Town centers the world over sport statues of their famous sons and daughters, and it’s no different with tiny White River, Ontario. Halfway along the 36-hour Greyhound haul between Toronto and Winnipeg, buses pull over to the side of the Trans-Canada Highway next to a larger-than-life statue of Winnie-the-Pooh. But the pudgy red-shirted creature whose childlike features smile out at visitors reproduces neither the real-life black bear cub that put White River on the map, nor the beady-eyed equanimous figure of E. H. Shepard’s original illustrations — and his metamorphosis tells the tale of a massive leap forward for the commercialization of childhood.

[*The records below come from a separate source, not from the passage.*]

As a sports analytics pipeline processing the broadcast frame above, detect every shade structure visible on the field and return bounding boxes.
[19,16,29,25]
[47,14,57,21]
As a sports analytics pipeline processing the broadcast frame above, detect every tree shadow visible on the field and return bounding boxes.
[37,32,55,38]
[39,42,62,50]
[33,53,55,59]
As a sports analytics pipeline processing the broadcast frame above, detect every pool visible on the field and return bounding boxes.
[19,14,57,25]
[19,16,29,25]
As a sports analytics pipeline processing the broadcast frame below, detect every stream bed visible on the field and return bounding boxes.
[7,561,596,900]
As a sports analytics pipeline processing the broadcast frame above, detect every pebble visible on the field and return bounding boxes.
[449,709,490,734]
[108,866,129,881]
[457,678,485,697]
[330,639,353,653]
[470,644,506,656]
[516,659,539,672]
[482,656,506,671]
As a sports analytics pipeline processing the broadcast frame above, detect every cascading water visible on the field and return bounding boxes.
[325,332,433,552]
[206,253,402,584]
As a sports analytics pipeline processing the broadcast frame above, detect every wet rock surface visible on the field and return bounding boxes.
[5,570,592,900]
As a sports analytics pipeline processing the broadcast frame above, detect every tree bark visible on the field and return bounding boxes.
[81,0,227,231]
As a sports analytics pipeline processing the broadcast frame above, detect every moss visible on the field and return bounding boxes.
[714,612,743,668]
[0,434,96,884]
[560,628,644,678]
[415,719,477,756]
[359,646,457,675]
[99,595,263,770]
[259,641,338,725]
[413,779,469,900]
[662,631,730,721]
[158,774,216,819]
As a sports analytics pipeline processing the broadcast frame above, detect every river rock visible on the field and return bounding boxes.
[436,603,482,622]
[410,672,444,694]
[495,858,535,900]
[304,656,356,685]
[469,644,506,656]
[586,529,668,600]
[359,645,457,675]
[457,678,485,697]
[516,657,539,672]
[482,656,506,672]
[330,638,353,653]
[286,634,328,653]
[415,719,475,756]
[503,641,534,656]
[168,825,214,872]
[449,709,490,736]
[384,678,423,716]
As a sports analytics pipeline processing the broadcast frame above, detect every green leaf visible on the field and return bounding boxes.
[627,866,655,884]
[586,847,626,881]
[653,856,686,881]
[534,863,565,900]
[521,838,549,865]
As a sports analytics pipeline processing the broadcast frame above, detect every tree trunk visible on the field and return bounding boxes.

The Winnie-the-Pooh familiar to American children was the brainchild of media pioneer Stephen Slesinger, whose 1930 acquisition of the rights to A. A. Milne’s children’s stories launched modern licensing. Under Slesinger’s influence, kiddie characters have become corporate pitchmen, flogging clothing brands, toys, food products, band-aids, toothbrushes, you name it. It all started with American entrepreneurial gusto and a very English (and sort of Canadian) bear.

In 1914, Lt. Harry Colebourn shipped to Britain and then on to the Western Front to serve in the Royal Canadian Army Veterinary Corps. On a stop in White River, Ontario, he bought a female black bear cub for $20 from a hunter who had killed its mother, and named the bear “Winnie” after his hometown of Winnipeg. Winnie accompanied Colebourn across the Atlantic, and became the unofficial mascot of the Fort Garry Horse, the cavalry regiment Colebourn was assigned to. When the regiment embarked for Europe, Colebourn left Winnie in the care of the London Zoo, where her admirers included A. A. Milne and his son Christopher Robin Milne. Christopher named his teddy bear after Winnie, and A. A. Milne wrote two collections of children’s stories about a (male) bear named Winnie-the-Pooh and his friends in Hundred Acre Wood. They were instant hits, on both sides of the Atlantic.

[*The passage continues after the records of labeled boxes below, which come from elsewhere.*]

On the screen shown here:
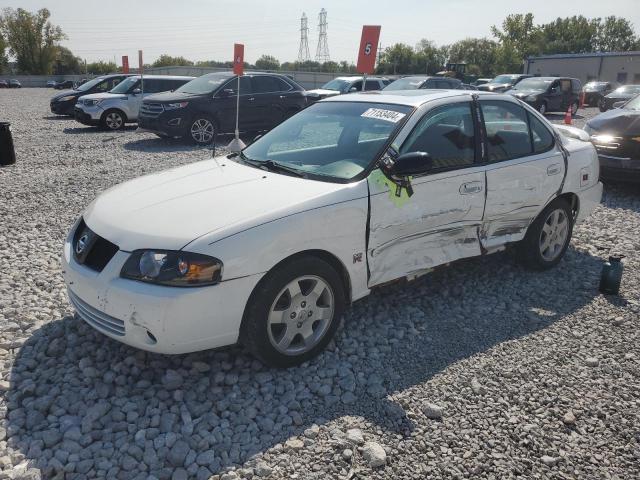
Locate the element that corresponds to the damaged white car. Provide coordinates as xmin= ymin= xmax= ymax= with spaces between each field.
xmin=63 ymin=90 xmax=602 ymax=366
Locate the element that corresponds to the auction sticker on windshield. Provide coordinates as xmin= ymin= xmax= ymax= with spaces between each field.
xmin=360 ymin=108 xmax=405 ymax=123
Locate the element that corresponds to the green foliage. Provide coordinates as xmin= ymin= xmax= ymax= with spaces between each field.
xmin=256 ymin=55 xmax=280 ymax=70
xmin=87 ymin=60 xmax=118 ymax=75
xmin=151 ymin=54 xmax=193 ymax=67
xmin=0 ymin=8 xmax=66 ymax=75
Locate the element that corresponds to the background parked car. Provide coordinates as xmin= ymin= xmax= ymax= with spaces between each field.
xmin=49 ymin=74 xmax=130 ymax=116
xmin=74 ymin=75 xmax=195 ymax=130
xmin=508 ymin=77 xmax=582 ymax=115
xmin=308 ymin=77 xmax=391 ymax=99
xmin=584 ymin=95 xmax=640 ymax=182
xmin=598 ymin=85 xmax=640 ymax=112
xmin=138 ymin=73 xmax=312 ymax=145
xmin=582 ymin=81 xmax=616 ymax=107
xmin=478 ymin=73 xmax=531 ymax=93
xmin=383 ymin=75 xmax=463 ymax=91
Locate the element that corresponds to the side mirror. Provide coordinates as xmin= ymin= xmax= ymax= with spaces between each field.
xmin=389 ymin=152 xmax=433 ymax=177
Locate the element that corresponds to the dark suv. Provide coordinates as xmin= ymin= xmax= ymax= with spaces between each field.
xmin=507 ymin=77 xmax=582 ymax=115
xmin=138 ymin=73 xmax=308 ymax=145
xmin=49 ymin=74 xmax=130 ymax=116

Stephen Slesinger was twenty-seven years old when Milne’s second Pooh book was published in 1928, and doing very well indeed for a man his age. The son of European-Jewish immigrants, Slesinger had established himself as a literary agent in New York with a promising stable that included several successful authors of children’s and adventure stories. But Slesinger wasn’t a book man at heart: he saw himself as peddling childhood magic, not just words on a page, and vigorously trajected that magic into a variety of media — some of his own invention. Slesinger was a new media enthusiast, and an early pioneer of pop-up books and television animation.

As America plunged into the Great Depression, Slesinger struck gold. Milne’s stories based on his son’s stuffed animals had obvious merchandising tie-ins, and Slesinger smelled a hit: for $1000 up front and two-thirds of the royalties, he acquired the merchandising, television, radio, and other trade rights to the Winnie-the-Pooh stories. Rebranding Pooh and friends in a more cute-and-cuddly form than Shepard’s contemplative pen-and-ink drawings, Slesinger boldly prospected for markets. The Pooh doll was a natural, and radio and vinyl recordings performed well, but such tie-ins were hardly new: Peter Rabbit had existed in doll form since 1903, and Little Orphan Annie had her own radio program. Slesinger’s true innovation was to put Pooh’s face on products that had no obvious relation to the character.

Rather than work to sell Pooh, Slesinger put Pooh to work selling other products, like board games and jigsaw puzzles. Slesinger recognized that Milne’s charismatic bear could be his own salesman, and that his face was far more trustworthy than any corporate logo. The results were astonishing. In under two years, Slesinger’s $1000 gamble had become a $50 million industry, and at a time when many American businesses were foundering. Milne’s royalties from Slesinger’s merchandising efforts dwarfed the royalties from the books upon which these tie-ins were based.

Slesinger’s success with Winnie-the-Pooh rested two momentous insights. First, even when Americans are forced to tighten their belts, it’s easy to persuade them to spend money on their children. And second, there isn’t a children’s product whose appeal can’t be enhanced by the face of a beloved children’s character. These insights spread quickly, and by 1932 Kay Kamen was shopping Disney products of every description over the height and breadth of the country. By the time Bill Watterson refused merchandising tie-ins to Calvin and Hobbes in the late nineties, licensing was so ubiquitous that his refusal seemed downright rebellious.

Slesinger died a very rich man in 1953, and in 1961 his widow licensed Winnie-the-Pooh to Disney. Today, Pooh outsells Disney originals like Mickey Mouse and Donald Duck, bringing in as much as $6 billion annually — about 20% of the world’s total character licensing business — from keychains, steering wheel covers, mousepads, oh, and even books. However, the colossal revenue stream derived from childhood wonder has generated some very adult and un-wonderful spats: recent years have witnessed several high-profile court cases as Milne’s heirs, Slesinger’s heirs, and Disney slug it out over the division of spoils.